The following is an excerpt from Poverman’s novel, Love by Drowning, forthcoming from from El León Books in Berkeley, California.

Click here to hear Poverman read an additional excerpt from his novel.


 … And Val was still drifting, Michael’s small hand in his as they walked toward the swings, Val kneeling to peer into his face. Michael was so young. How old was he? Six? How could he be only six? Was it now or then, and if it was now, when or what was now? He heard Kazz laugh once in her sleep, and when he looked again, she was holding Michael, who was a baby, but big enough to balance astraddle on her hip as she came toward him, and Val felt a keen yearning for his wife, for their son, and he could feel time gone, its absence palpable …

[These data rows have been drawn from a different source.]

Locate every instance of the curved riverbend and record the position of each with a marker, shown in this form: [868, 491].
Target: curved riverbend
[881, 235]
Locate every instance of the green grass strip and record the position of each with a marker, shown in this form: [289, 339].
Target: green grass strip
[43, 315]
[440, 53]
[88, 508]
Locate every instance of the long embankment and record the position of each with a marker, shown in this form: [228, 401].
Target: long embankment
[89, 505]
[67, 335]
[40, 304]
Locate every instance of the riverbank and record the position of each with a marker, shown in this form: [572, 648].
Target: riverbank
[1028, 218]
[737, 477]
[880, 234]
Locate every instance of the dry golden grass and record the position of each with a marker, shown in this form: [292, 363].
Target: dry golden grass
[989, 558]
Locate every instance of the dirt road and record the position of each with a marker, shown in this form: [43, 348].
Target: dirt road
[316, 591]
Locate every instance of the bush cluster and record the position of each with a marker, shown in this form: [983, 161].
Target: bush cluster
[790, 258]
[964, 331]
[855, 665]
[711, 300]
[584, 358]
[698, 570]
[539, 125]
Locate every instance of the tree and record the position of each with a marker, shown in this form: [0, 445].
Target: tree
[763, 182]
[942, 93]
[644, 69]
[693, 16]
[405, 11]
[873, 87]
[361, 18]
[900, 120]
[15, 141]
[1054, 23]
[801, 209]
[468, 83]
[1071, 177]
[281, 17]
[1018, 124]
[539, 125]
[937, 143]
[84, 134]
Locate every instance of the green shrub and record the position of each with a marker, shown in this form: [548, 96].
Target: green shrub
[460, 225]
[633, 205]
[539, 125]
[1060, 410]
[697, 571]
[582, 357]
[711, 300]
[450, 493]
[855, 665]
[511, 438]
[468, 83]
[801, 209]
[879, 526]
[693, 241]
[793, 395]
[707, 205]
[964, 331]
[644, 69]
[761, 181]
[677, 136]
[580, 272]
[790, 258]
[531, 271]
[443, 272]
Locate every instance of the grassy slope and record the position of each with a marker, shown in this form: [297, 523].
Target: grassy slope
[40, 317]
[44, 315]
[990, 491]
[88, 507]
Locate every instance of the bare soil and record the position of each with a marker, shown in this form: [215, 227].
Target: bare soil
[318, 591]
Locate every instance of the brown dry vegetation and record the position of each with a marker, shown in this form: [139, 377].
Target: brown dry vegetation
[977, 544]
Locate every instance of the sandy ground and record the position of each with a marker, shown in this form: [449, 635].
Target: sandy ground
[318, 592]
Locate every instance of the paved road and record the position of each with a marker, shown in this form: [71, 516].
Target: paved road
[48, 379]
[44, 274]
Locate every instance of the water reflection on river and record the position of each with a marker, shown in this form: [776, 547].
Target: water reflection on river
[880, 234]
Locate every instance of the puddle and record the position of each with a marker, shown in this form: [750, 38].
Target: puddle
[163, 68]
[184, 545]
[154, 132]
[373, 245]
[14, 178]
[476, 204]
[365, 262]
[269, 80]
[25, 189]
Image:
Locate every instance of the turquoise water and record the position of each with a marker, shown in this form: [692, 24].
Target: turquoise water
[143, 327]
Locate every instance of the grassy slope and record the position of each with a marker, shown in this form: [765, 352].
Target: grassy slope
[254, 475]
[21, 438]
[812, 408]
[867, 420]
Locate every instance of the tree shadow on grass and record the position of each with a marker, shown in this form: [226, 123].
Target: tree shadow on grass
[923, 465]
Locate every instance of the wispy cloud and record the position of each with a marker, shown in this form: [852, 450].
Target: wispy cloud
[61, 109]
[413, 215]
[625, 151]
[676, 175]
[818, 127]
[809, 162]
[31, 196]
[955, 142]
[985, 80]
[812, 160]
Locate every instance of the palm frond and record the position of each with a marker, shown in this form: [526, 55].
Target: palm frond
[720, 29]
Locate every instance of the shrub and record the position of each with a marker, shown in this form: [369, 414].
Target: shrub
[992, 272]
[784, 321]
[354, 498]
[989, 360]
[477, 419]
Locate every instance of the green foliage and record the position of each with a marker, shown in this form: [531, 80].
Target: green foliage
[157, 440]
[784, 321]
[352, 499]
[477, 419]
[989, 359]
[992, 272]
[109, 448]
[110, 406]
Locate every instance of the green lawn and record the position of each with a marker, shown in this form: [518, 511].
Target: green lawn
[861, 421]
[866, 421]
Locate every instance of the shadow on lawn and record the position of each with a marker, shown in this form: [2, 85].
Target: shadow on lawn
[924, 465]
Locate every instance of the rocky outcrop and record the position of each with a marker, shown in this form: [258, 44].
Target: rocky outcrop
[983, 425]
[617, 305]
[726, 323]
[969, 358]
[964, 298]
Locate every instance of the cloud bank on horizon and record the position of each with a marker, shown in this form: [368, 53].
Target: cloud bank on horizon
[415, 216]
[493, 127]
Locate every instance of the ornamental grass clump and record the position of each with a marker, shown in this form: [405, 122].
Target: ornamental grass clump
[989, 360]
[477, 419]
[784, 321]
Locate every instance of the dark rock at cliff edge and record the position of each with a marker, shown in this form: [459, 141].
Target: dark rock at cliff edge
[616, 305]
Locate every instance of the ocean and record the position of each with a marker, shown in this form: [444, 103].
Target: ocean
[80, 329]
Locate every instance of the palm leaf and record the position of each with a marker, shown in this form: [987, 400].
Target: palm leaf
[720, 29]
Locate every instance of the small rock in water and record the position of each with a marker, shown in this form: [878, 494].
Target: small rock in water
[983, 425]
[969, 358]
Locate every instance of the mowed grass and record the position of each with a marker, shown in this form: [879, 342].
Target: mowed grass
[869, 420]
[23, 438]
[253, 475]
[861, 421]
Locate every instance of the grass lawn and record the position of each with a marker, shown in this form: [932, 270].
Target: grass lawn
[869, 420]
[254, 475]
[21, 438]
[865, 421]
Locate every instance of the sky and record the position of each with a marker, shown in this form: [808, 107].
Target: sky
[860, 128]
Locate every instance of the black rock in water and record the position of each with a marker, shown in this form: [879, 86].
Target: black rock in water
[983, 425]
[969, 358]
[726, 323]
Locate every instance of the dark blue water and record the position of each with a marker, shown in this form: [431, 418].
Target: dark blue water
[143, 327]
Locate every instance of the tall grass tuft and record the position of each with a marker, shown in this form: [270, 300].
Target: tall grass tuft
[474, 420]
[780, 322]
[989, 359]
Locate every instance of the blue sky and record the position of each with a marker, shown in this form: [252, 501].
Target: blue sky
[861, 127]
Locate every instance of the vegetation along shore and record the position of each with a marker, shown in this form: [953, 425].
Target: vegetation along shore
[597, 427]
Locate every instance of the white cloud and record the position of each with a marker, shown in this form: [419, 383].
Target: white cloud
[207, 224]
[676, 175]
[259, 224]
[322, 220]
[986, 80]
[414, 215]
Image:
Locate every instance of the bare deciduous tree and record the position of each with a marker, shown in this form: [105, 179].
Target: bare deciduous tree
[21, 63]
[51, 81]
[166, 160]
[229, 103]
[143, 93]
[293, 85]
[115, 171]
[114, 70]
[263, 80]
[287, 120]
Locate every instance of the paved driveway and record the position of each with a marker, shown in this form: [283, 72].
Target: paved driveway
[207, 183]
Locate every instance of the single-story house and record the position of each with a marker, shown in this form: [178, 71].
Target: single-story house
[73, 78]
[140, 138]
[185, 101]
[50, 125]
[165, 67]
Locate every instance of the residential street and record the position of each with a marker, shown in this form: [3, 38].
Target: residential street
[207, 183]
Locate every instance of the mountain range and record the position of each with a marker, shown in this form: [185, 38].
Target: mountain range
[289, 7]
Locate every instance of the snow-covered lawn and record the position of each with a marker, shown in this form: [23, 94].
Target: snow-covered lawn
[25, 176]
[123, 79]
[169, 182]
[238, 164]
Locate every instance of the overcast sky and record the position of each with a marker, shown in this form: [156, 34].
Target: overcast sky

And when he looked for Kazz again—where was she?—he saw that a man had come into the room. What room? He remembered. He was in a hospital. Val sat up in bed. The man was Val’s age, maybe a couple of years older, a bit of a gut, burly. Yet with pale white skin, blond hair going gray, a receded hairline and light blue eyes, he seemed delicate, almost translucent. He was carrying a folder and a shopping bag. Val knew he wasn’t a doctor. Without having to think about it, Val recognized him as a cop. He introduced himself, Bill Dickerson, showed his identification, a sheriff’s department detective, added a comment about Val’s amazing ordeal and how lucky he was to be picked up—a chance in a million. In fact, if one of the crew hadn’t just happened to look up from his work and see a flash—it was the sun hitting the stainless steel prop of the overturned Robalo—then … Dickerson shrugged and didn’t finish the sentence. How grateful Val must feel to the fishermen, which, of course was true, though Val had not met or had a chance to thank them. Dickerson said, “I’m a sports fisherman, myself. Stripers and blues. You just never know. Things can go wrong out there fast.” Dickerson paused. He was still standing.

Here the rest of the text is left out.